Where does this dog need to go?


----------



## chjhu (Dec 30, 2002)

The first step would be to get him out of the home to safety, baording or temp foster until the owner can get there or transport can be arranged. The original owner is in Baltimore and she has contacted us for help. The adoption was arranged through the shiloh rescue and this was supposed to be an approved.


----------



## lsoilm1936 (Dec 28, 2003)

Debbie with VGSR was inquiring from an email I sent to them. Do you have her contact info? If not, email me at [email protected] as your pm box is full.


----------



## GunnerJones (Jul 30, 2005)

how can I help ? clean out your PMs please Mom


----------



## chjhu (Dec 30, 2002)

Sent you a PM. The most important thing would be to remove the dog from the home to get him safe and hold him or put him into boarding for a day or two, until the owner can get there to pick him up or until transport can be arranged. A transport leg would be appreciated as the owner is around 8 hours (round trip) from the dog. The family is not picking up the phone and not returning calls (messages were left). They told the shiloh rescue person that they are taking him to the shelter, as the shelter is closer than driving him part way home. They also told the shiloh rescue that he is being kept in the garage (since Saturday) and they were away from home over the weekend. The owner contacted Animal Control and he was not at the shelter as of 5PM today.


----------



## GunnerJones (Jul 30, 2005)

didnt get the PM, I got the next two days off, can get to DC in an hour, what is the families prob w/ the dog?


----------



## bratmarine (Dec 20, 2002)

I'm sure that VGSR could help with transport only


----------



## chjhu (Dec 30, 2002)

The newest the owner was told through the shiloh rescue that he will be taking the dog to the Richmond SPCA. Does anyone know what the Richmond SPCA is like? The shiloh rescue that claimed that this was a wonderful home is telling the owner that the Richmond SPCA is a heavenly facility. I know that most SPCAs are kill shelters. The Baltimore SPCA euthanizes dogs that don't score perfectly on every point of the SAFER test the moment they enter the door. I rescued two dogs that the Baltimore SPCA wanted to euthanize and both were great dogs without issues.


----------



## JeanKBBMMMAAN (May 11, 2005)

http://www.richmondspca.org/site/PageServer

Yikes. Good luck MTBAR.


----------



## GunnerJones (Jul 30, 2005)

The Richmond SPCA is absolutly wonderful and do a fantastic job of placing pets, I beleave they are a no kill shelter


----------



## chjhu (Dec 30, 2002)

It looks like that only dogs that pass the temperament test are admitted. The dogs that don't do well enough on the test will be turned away.


----------



## Myamom (Oct 10, 2005)

doesn't look like this will be an option for them. They have a waiting list...
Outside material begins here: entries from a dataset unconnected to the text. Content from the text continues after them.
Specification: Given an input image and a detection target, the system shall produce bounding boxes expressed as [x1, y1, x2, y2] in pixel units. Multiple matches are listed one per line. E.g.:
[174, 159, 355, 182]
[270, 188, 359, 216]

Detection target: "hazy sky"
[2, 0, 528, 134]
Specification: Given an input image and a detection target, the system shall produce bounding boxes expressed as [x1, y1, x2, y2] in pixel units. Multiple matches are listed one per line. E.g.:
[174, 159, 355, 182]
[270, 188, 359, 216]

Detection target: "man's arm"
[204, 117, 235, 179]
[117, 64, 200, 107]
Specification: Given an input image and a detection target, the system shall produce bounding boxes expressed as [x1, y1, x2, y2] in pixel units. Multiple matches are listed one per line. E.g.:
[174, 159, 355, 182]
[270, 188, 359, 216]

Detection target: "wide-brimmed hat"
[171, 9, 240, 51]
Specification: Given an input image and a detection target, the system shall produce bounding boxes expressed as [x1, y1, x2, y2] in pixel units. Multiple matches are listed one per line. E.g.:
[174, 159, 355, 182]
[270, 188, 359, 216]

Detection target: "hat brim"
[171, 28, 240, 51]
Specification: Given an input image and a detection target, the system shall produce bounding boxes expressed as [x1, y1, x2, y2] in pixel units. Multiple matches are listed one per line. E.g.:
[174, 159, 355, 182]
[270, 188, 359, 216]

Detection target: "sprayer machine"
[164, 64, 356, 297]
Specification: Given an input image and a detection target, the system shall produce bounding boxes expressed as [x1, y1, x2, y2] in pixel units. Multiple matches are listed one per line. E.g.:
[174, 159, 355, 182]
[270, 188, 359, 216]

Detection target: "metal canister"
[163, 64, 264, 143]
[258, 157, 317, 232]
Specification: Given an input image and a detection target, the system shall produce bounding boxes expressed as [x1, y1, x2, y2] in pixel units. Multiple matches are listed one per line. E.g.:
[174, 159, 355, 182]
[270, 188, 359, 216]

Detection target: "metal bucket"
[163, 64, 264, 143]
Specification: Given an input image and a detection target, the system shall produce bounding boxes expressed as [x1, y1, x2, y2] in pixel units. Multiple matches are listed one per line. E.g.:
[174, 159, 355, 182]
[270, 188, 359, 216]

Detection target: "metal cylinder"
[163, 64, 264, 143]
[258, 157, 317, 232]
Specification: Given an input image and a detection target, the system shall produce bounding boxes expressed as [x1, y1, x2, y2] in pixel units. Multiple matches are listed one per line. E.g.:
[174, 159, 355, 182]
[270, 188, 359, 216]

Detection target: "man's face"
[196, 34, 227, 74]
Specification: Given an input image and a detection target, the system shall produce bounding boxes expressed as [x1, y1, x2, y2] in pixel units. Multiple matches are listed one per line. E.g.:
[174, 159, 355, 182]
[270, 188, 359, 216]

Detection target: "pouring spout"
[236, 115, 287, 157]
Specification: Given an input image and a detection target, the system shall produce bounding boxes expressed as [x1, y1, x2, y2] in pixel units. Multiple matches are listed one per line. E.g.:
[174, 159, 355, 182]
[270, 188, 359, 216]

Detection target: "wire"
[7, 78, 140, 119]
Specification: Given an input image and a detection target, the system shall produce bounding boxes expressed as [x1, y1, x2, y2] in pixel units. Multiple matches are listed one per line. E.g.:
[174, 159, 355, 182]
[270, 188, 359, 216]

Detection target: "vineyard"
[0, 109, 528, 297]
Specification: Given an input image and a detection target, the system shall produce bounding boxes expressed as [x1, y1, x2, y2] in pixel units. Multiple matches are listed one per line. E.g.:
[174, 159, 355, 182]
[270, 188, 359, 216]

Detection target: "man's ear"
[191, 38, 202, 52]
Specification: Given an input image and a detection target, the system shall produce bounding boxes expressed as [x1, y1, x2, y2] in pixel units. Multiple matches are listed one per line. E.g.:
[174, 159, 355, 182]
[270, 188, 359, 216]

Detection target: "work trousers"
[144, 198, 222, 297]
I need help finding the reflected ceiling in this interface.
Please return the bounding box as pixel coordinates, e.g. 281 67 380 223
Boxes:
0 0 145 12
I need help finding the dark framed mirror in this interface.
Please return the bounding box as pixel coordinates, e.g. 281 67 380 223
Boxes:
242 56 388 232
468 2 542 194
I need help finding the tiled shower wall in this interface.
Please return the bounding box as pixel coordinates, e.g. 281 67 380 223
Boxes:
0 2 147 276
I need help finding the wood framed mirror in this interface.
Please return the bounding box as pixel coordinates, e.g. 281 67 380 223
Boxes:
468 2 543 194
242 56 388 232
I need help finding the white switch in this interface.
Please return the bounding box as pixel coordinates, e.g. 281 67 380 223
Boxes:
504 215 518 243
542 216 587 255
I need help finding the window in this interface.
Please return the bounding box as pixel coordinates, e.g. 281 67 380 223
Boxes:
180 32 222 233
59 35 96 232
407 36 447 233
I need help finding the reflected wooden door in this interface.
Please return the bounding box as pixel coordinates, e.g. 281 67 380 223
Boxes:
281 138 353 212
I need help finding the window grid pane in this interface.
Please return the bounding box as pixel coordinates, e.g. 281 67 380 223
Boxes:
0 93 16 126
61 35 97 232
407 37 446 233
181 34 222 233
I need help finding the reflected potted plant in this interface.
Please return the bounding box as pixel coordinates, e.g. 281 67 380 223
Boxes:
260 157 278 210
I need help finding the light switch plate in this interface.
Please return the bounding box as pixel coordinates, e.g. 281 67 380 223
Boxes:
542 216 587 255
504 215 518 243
"The Richmond SPCA is a no-kill shelter. We do not euthanize pets due to lack of space or length of stay. For this reason, space is at a premium and we are not able to admit all pets at all times. We have a waiting list of both dogs and cats. When space does become available, our admissions department contacts those interested in surrendering their pets and sets up an appointment for relinquishment. While pets are on the waiting list, our staff helps the owners resolve behavioral issues, gets the pet fully inoculated and spayed or neutered. Often, this process results in the owner keeping the pet or finding him or her a new home. While we work to increase people’s sense of responsibility about their pets, we focus more of our resources on saving the lives of animals that are in one of the local pounds where their lives are at risk."


----------



## chjhu (Dec 30, 2002)

The adopter is a policeman and he told the shiloh rescue that he can get the dog into the Richmond SPCA. This SPCA also does temperament evaluation. Interestingly the shiloh rescue is not showing any effort to take back/rescue the dog that they placed into their approved, wonderful home that is dumping him after three days.

The Baltimore SPCA wanted to euthanize a starved GSD that was in the streets for months and the only less than top score on the SAFER test was that she raised her lip during the food test which was administered as soon as she entered the door. I rescued this dog and she never showed food aggression. One way to be no-kill is to take in only the perfect animals.


----------



## ToFree24 (Jan 2, 2007)

Would he be able to release the dog to a German Shepherd Rescue that the Shiloh rescue approves?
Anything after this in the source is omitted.